Principal Mike Mierde teaches his students shit the old fashioned way: by putting them in a headlock and ramming them into a locker door until they finally understand the goddamn Dewey Decimal system. That's how they taught me when I was a kid and that's why I turned out to be such a remarkable, upstanding citizen, unlike the ratbag retards these days who are dumber than a bucket of hair. You want to know why our educational system is so screwed up? It's simple: the fucking Metric System. Goddamn commies trying to take over our American measurements by making up shit like "meters" and "liters" and "fortnights" or whatever the hell they've got in the Metric System these days.

I'd like to claim that this is a costume, but you've seen the size of the wide loads rolling around this hellhole. This isn't considered a human in these parts, it's called a snack.

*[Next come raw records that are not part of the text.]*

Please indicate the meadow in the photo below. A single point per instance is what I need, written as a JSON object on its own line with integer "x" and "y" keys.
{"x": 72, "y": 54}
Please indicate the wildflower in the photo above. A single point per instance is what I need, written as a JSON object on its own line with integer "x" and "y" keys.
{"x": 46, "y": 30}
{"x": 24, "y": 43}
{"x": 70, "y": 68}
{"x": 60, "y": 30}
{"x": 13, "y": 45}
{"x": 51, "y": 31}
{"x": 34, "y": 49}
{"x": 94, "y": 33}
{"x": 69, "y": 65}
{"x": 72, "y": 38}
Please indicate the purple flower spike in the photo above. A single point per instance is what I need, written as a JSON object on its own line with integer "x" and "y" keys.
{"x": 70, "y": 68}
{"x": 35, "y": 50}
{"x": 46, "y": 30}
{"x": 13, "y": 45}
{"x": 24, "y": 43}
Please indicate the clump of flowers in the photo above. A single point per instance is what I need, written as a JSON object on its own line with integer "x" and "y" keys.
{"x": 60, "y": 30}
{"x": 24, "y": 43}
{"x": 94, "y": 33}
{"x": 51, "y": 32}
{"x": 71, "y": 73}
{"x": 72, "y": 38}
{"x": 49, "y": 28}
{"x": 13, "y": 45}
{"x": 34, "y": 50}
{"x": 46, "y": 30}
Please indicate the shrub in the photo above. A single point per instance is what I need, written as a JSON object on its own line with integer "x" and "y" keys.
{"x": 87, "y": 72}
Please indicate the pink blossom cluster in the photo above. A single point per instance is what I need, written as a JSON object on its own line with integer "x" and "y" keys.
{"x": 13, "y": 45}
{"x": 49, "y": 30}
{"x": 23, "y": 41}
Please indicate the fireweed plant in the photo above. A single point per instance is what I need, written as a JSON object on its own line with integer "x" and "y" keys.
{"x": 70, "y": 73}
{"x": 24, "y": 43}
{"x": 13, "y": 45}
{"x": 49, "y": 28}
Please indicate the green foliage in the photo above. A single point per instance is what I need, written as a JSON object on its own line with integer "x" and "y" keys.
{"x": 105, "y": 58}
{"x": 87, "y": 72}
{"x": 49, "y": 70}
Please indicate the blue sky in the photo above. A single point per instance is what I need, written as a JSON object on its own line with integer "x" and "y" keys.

I didn't know if chunkmonster Eddie Burton could swim, so I tossed his ass into the creek while I took the liberty of liberating his wallet and wife's panty collection. It turns out shit not only stinks, but it also sinks.

Lord of the Livingroom poses shortly before embarking on his exciting, fun quest of "trying to get to Mount Grocery Store" before Cliffy the Conqueror shoves a street sign up his ass. His mission was a failure, but if it's any consolation, I went to the grocery store and robbed it afterwards. I did it in his honor, and if you don't believe me, then you're just like that stupid racist Jap judge.

The recluses in South Appleton like drinking their own fresh urine through hollowed-out pool cues. In this image, Dave Marlmon tries the "Spring Brew" and decides it tastes a lot like the internal bleeding I caused him shortly after throwing him against a grain silo and calling the cops, claiming he was a Muslim terrorist trying to pay the Yeti to suicide bomb the local Gas-N-Go. Goddamn Muslims should go back to Muslimvania!